Nas sociedades por quotas, em regra, os sócios não respondem pelo pagamento das dívidas da empresa na qual têm uma participação social. Nos termos da lei, é a empresa que responde pelas suas dívidas, porque é ela que tem a posição jurídica de devedor.
E dizemos em regra porquê? Porque existe um cenário em que os sócios serão responsáveis pelas dívidas da sociedade: se tal estiver expressamente previsto no pacto social. Mas… pensemos bem: o conteúdo do pacto social resulta da vontade dos sócios e, portanto, para que seja estabelecido que os sócios respondem pelas dívidas da sociedade, estes têm de deliberar nesse sentido, o que dificilmente acontece na prática, como se compreende.
Ainda assim, é a única hipótese em que a lei permite e prevê que os sócios respondam pelas dívidas da sociedade.
E mesmo nesse cenário, a previsão no pacto social tem de obedecer a determinados requisitos: tem de corresponder a uma cláusula que preveja quais são os sócios que responderão pelas dívidas da empresa, tem de fixar o limite máximo da responsabilidade e tem de determinar se a responsabilidade é solidária ou subsidiária e a efectivar na fase de liquidação da sociedade.
Portanto, esta hipótese quase nunca se verifica, porque depende da vontade dos sócios.
Nas sociedades anónimas, não existe sequer qualquer possibilidade de os accionistas responderem pelas dívidas da empresa. Ou seja, nas sociedades anónimas, os titulares das participações sociais nunca, nunca, nunca são responsáveis pela dívidas da sociedade.
De onde vem então a ideia tão comum (e tão errada) de que os sócios são responsáveis pelas dívidas da sociedade? Por um lado, frequentemente os credores, em especial os bancos, impõem como condição para a concessão de crédito ou financiamento às empresas a prestação de garantias pessoais ou reais pelos gerentes ou administradores.
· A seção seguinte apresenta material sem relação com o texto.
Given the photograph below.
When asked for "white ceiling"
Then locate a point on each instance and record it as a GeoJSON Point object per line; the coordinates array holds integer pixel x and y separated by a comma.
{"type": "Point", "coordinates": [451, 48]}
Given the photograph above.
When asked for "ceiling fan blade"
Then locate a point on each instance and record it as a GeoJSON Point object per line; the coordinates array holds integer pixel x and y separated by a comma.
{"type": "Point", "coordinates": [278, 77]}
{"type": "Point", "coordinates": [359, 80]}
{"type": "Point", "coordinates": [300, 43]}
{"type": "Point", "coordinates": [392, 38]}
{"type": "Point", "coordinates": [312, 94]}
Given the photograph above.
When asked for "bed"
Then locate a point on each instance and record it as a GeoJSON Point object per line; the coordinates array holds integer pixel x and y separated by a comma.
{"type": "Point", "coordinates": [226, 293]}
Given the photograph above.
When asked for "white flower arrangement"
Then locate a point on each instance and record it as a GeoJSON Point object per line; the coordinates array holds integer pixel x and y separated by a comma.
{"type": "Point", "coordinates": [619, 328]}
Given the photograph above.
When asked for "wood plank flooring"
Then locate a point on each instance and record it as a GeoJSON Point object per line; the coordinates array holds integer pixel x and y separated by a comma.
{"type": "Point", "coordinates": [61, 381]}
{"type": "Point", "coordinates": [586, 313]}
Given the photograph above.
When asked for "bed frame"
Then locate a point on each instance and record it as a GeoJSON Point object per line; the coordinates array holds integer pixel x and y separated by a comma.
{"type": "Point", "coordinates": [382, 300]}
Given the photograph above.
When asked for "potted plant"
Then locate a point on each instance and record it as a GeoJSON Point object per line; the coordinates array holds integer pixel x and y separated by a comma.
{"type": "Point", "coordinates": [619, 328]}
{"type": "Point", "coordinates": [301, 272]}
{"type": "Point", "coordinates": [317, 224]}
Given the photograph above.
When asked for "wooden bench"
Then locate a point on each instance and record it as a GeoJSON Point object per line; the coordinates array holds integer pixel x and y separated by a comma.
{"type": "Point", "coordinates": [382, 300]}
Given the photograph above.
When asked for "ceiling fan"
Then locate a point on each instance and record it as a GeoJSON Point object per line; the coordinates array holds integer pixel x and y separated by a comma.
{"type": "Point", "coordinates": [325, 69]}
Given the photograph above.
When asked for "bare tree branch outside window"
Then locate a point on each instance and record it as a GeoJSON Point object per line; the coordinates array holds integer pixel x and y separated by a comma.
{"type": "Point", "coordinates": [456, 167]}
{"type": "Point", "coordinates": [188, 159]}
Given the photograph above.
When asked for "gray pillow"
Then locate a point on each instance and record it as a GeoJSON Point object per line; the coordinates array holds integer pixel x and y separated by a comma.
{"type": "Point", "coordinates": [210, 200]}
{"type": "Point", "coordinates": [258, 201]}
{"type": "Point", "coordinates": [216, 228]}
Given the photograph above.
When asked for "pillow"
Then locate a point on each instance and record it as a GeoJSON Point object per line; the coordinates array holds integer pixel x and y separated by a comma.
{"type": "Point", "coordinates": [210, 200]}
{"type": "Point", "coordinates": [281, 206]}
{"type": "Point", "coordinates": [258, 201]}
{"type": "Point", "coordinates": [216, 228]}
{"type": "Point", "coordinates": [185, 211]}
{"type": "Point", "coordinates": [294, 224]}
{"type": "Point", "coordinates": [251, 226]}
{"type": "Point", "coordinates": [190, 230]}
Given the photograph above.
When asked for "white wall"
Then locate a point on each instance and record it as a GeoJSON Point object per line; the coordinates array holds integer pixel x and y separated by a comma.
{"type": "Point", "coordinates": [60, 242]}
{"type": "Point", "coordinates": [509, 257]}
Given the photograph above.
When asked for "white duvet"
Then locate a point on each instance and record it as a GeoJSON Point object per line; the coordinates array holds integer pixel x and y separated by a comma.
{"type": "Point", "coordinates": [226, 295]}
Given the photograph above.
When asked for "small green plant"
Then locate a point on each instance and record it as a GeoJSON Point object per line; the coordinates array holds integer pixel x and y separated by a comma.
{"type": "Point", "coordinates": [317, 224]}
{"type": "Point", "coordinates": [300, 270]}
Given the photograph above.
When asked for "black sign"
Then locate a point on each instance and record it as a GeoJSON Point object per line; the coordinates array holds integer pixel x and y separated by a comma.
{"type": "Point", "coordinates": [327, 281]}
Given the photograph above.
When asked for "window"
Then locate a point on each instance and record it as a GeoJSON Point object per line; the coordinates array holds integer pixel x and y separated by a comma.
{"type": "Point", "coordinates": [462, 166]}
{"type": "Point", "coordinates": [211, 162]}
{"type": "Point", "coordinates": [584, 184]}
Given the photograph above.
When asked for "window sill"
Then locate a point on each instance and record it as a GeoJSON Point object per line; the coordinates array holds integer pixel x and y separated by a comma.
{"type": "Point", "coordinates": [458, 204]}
E, como sabemos, é igualmente frequente os sócios serem gerentes, pelo que estes acabam por responder pelo incumprimento das dívidas da sociedade, não pela qualidade de sócios ou de gerentes, de per si, mas porque prestaram garantias pessoais ou reais, enquanto sócios-gerentes.
As sociedades comerciais são (…) pessoas jurídicas distintas da pessoa jurídica dos seus sócios e dos seus accionistas e esta circunstância tem reflexos (…) desde logo na responsabilidade pelas dívidas desta.
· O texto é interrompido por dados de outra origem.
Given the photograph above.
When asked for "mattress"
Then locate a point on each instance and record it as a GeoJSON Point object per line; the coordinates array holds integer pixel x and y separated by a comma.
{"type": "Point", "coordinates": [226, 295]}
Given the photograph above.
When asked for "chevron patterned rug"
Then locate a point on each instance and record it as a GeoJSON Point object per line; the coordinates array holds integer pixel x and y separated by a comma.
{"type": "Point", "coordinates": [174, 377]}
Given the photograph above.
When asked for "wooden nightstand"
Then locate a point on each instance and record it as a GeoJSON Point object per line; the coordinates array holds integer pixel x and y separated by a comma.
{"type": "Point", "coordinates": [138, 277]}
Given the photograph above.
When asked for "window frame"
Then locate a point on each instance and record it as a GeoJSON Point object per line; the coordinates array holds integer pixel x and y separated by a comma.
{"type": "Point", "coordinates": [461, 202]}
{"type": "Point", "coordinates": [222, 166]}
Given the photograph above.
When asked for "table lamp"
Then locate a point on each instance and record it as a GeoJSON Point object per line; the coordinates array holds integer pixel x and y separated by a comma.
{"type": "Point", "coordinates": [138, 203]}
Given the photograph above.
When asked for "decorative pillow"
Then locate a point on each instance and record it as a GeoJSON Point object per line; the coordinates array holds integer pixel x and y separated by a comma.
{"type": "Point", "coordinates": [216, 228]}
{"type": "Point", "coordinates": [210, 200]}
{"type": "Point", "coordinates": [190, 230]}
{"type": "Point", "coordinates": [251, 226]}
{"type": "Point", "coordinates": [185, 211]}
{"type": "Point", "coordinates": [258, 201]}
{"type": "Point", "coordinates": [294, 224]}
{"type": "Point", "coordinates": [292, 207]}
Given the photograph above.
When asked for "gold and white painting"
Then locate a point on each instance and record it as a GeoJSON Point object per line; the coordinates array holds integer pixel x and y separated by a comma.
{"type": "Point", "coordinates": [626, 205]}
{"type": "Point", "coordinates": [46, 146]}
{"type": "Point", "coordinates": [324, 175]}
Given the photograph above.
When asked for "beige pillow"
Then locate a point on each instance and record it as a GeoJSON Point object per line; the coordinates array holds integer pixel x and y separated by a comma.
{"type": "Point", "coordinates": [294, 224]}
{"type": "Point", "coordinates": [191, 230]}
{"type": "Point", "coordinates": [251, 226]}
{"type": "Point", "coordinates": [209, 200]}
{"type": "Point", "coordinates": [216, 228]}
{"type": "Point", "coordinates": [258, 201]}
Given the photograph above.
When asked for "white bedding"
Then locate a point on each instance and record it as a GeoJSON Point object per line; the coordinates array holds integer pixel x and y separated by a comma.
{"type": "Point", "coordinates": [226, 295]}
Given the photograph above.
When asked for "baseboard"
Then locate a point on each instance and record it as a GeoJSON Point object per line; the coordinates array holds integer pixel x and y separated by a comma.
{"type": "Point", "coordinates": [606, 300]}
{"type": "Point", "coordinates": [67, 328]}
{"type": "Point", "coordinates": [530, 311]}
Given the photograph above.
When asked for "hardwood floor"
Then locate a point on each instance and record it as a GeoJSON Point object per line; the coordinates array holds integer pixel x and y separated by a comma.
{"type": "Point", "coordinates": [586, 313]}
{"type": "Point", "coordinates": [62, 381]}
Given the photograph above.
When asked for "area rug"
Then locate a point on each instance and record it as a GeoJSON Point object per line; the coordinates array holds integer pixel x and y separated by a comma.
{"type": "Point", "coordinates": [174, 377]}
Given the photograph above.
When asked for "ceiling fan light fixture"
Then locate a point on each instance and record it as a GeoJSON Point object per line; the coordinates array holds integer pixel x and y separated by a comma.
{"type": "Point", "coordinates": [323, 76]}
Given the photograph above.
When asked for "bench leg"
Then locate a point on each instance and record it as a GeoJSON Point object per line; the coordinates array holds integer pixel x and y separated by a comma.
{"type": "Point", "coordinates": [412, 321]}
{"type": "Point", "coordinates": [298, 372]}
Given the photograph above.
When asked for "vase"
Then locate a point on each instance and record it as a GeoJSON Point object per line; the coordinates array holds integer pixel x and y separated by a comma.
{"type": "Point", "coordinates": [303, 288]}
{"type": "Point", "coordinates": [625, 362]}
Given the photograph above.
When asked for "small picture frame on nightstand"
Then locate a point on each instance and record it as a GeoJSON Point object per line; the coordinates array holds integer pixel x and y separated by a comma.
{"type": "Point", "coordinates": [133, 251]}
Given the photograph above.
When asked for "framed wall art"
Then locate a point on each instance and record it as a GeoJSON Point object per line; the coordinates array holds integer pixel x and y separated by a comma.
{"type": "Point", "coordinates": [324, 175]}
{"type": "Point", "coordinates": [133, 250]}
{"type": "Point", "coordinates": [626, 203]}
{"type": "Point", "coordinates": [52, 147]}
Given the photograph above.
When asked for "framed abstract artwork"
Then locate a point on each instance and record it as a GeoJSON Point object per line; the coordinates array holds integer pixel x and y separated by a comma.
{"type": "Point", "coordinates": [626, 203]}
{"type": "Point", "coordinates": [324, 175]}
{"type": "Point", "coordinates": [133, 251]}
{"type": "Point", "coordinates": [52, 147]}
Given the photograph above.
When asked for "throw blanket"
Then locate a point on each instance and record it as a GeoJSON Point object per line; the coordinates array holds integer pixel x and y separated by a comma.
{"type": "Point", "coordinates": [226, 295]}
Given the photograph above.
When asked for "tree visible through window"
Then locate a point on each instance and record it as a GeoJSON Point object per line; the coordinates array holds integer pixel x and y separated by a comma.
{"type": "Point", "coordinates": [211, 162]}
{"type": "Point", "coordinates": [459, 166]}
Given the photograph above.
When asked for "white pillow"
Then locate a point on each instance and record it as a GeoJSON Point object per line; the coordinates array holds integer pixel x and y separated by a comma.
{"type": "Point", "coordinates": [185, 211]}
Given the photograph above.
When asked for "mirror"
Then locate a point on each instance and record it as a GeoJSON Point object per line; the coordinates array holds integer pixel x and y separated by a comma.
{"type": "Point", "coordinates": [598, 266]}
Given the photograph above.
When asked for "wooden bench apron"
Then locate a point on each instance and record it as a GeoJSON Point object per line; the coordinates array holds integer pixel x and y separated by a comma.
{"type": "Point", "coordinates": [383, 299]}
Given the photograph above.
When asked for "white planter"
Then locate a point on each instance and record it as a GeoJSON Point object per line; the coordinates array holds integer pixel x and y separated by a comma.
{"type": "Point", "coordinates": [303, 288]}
Por outro lado, existe uma grande confusão entre a obrigação de entrada dos sócios e a responsabilidade por dívidas das empresas. De facto, os sócios são obrigados a realizar a entrada (habitualmente em dinheiro), isto é, os sócios têm a obrigação de depositar nos cofres da sociedade o valor correspondente à sua participação no capital social da empresa. Realidade diferente é a ideia errada de que os sócios ou os gerentes respondem pelas dívidas da empresa até ao montante do capital social. Nada mais incorrecto! Se assim fosse, estava “descoberta a pólvora”, pelo menos em relação às sociedades por quotas, uma vez que não têm capital social mínimo.
Os sócios não são obrigados a pagar as dívidas das sociedades em que detêm participações sociais, porque a lei determina expressamente que pelas dívidas das empresas responde o património destas. É que as sociedades comercias são pessoas jurídicas, são pessoas de direito, são um centro de imputação autónomo de direitos e obrigações. A pessoa (jurídica) de cada um dos sócios não se confunde com a pessoa (jurídica) da sociedade comercial em que estes participam, são esferas jurídicas perfeitamente distintas e não comunicantes.
Esta segregação patrimonial justifica a constituição de sociedades comerciais, ou seja, os sócios constituem sociedades comerciais exactamente para que o património pessoal de cada um fique separado do património da empresa, mesmo nas sociedades unipessoais, em que existe apenas um sócio único.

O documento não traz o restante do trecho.